Mixtures of Wild-type and a Pathogenic (E22G) Form of Aβ40 in Vitro Accumulate Protofibrils, Including Amyloid Pores

Although APP mutations associated with inherited forms of Alzheimerʹs disease (AD) are relatively rare, detailed studies of these mutations may prove critical for gaining important insights into the mechanism(s) and etiology of AD. Here, we present a detailed biophysical characterization of the structural properties of protofibrils formed by the Arctic variant (E22G) of amyloid-β protein (Aβ40ARC) as well as the effect of Aβ40WT on the distribution of the protofibrillar species formed by Aβ40ARC by characterizing biologically relevant mixtures of both proteins that may mimic the situation in the heterozygous patients.

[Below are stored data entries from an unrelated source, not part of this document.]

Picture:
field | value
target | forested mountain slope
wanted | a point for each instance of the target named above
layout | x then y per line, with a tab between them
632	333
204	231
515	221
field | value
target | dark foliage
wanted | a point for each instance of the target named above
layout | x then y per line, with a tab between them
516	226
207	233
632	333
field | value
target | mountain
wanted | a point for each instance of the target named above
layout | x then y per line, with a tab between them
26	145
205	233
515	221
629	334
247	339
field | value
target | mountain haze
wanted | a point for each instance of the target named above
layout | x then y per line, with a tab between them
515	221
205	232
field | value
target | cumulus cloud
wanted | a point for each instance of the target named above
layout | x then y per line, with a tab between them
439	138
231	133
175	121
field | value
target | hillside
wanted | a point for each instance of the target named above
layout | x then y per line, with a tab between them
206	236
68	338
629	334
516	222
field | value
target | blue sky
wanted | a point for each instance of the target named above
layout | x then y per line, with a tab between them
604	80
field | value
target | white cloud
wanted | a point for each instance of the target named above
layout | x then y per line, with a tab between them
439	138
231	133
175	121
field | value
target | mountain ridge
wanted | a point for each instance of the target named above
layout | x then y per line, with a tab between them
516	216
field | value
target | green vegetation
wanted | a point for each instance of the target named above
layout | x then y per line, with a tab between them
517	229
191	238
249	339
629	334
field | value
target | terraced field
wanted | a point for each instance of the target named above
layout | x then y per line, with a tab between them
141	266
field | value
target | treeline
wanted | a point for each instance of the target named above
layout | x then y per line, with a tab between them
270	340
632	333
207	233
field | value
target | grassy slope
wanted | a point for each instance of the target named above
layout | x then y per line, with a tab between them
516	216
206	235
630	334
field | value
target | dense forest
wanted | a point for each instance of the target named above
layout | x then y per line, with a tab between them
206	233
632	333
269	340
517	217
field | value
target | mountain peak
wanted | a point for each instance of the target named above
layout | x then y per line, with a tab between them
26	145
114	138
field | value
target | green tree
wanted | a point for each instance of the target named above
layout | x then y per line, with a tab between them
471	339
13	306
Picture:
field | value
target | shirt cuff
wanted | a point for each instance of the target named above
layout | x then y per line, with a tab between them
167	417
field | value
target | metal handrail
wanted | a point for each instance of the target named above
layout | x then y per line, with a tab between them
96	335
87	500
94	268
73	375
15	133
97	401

These studies revealed that the Arctic mutation accelerates both Aβ oligomerization and fibrillogenesis in vitro. In addition, Aβ40ARC was observed to affect both the morphology and the size distribution of Aβ protofibrils. Electron microscopy examination of the protofibrils formed by Aβ40ARC revealed several morphologies, including: (1) relatively compact spherical particles roughly 4–5 nm in diameter; (2) annular pore-like protofibrils; (3) large spherical particles 18–25 nm in diameter; and (4) short filaments with chain-like morphology. Conversion of Aβ40ARC protofibrils to fibrils occurred more rapidly than protofibrils formed in mixed solutions of Aβ40WT/Aβ40ARC, suggesting that co-incubation of Aβ40ARC with Aβ40WT leads to kinetic stabilization of Aβ40ARC protofibrils. An increase in the ratio of AβWT/AβMUT(Arctic), therefore, may result in the accumulation of potential neurotoxic protofibrils and acceleration of disease progression in familial Alzheimerʹs disease mutation carriers.